Com quase dois mil cadastrados, a equipe tem uma média de 40 atendimentos por dia e atua em uma região extremamente carente, que engloba os bairros de Manguinhos, Bonsucesso, Penha, Ilha do Governador, Maré e Vigário Geral, todos na zona norte.
Para a médica da equipe, Valeska Antunes, a invisibilidade e o preconceito são os maiores obstáculos dessas pessoas para acessarem serviços e direitos.
“A gente olha, mas não enxerga. Muitos também têm ideia de que essas pessoas são perigosas ou sem vergonha, descompromissadas, e não adianta investir, não adianta passar remédio, porque vão perder ou vender para comprar droga. A experiência que temos é que são pessoas que fazem vínculo com muita facilidade e tivemos vários pacientes que terminaram o tratamento da tuberculose, mesmo vivendo na rua”, diz Valeska ao mencionar casos de pessoas que deram a volta por cima quando pareciam casos perdidos. “Não dá para prejulgar, determinar quem merece ou não investimento e esforços”, pensa a médica.
Valeska relata que a parceria com outras equipes das Clínicas da Família tem ajudado a diminuir o preconceito: “O contato faz com que a gente mude o olhar. O projeto é relativamente novo, está amadurecendo em direção a cada vez mais parcerias com as equipes de Saúde da Família que possam acolher essas pessoas no seu território e dividir um pouco esse cuidado”.

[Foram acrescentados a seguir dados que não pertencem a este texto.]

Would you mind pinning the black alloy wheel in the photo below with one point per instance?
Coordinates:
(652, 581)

A médica conta que, nos quase quatro anos trabalhando com essa população, aprendeu a tratar da maneira mais saudável possível as pessoas que escolheram a rua como moradia: “Tem muita gente que não deseja sair da rua. Há pacientes que já levamos para casa várias vezes e, por vários motivos, preferiram voltar. As pessoas têm o seu tempo, não podemos esperar que elas mudem no momento que a gente quer”.

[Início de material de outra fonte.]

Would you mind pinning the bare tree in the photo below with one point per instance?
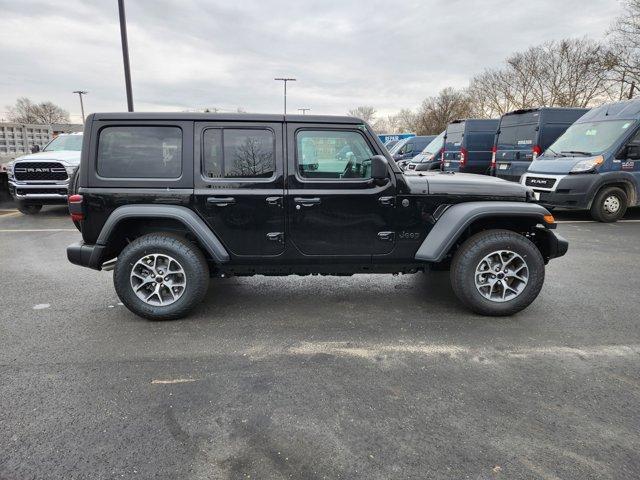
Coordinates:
(436, 113)
(624, 37)
(365, 112)
(25, 111)
(566, 73)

Venceslau Gonçalves, 54 anos, mora na rua há 15 anos e está tratando uma tuberculose com a equipe. “Tomo os remédios certinhos”, garante. O próximo passo é cuidar dos dentes. A rua, para ele, não é uma opção, mas uma necessidade: “Trabalho com faxina na Feira de São Cristóvão e faço outros serviços, catando latinha, mas não dá para pagar um aluguel. Morar na rua é muito perigoso. Se tivesse condições, já tinha saído há muito tempo”.
O dentista da equipe, José Delaney da Silveira, se emociona ao lembrar de uma das primeiras visitas que fez na rua, há três anos: “Estávamos debaixo de um viaduto e vi pessoas disputando restos de comida com animais. Voltei para a clínica e chorei muito. Foi aí que comecei a ter o respeito que deveria ter tido antes por essas pessoas. Passei realmente a enxergá-las e a me preocupar com elas. Aqui, tem histórias fantásticas”.

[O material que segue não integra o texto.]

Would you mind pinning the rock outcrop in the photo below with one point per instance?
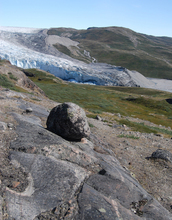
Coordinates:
(69, 121)
(44, 176)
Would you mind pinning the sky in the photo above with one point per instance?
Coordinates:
(152, 17)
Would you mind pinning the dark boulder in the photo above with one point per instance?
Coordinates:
(162, 154)
(69, 121)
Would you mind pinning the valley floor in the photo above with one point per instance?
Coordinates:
(161, 84)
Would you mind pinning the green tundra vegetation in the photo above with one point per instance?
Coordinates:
(149, 55)
(147, 104)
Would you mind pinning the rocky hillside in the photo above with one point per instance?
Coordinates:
(115, 173)
(86, 56)
(118, 46)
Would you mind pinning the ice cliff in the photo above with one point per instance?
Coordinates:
(27, 48)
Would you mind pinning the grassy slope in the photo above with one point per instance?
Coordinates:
(122, 47)
(140, 103)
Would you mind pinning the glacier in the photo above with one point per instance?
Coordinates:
(18, 46)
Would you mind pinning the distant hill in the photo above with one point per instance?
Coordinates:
(149, 55)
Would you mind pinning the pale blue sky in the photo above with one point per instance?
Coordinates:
(153, 17)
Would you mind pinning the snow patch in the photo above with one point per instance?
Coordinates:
(19, 29)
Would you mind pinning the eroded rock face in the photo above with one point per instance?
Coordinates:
(69, 121)
(45, 177)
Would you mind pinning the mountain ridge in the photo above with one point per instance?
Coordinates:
(125, 48)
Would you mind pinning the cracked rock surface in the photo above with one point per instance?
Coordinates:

Uma parte do dia da equipe é dedicada às saídas na rua para divulgar o trabalho e cuidar de alguns pacientes que não querem ir à unidade de saúde. “Muitas dessas pessoas sofrem muita discriminação em alguns equipamentos de saúde”, comenta o enfermeiro da equipe, Marcelo Soares Costa.
“Fizemos o pré-natal de uma menina todo na rua, pois ela se recusava a vir até a clínica. Levávamos sonar, fita métrica e fazíamos o pré-natal em um sofá velho”, conta Marcelo. O bebê nasceu saudável e com ajuda da equipe e de parentes. A jovem mãe vive atualmente com a filha e está sem usar crack há quase um ano.
Marcelo se orgulha do trabalho que faz, não apenas em cuidar desse público, como também de informar e conscientizar essas pessoas de seus direitos: “Um paciente nosso estava muito debilitado na rua, mas não queria ir à clínica, pois dizia que não era para pessoas como ele. Ver esses usuários continuarem tratamentos e passarem a frequentar a clínica já é uma enorme vitória para mim”, conta.
Segundo o enfermeiro, as chances de as pessoas saírem da situação de rua aumentam quando há uma rede de apoio envolvida: “É uma crueldade achar que uma pessoa em situação de rua, em total desorganização, vai conseguir, sozinha, atingir o nível de organização que a gente tem. As políticas públicas precisam conversar mais, para olhar essas pessoas com mais cuidado e ajudá-las a se estruturar”.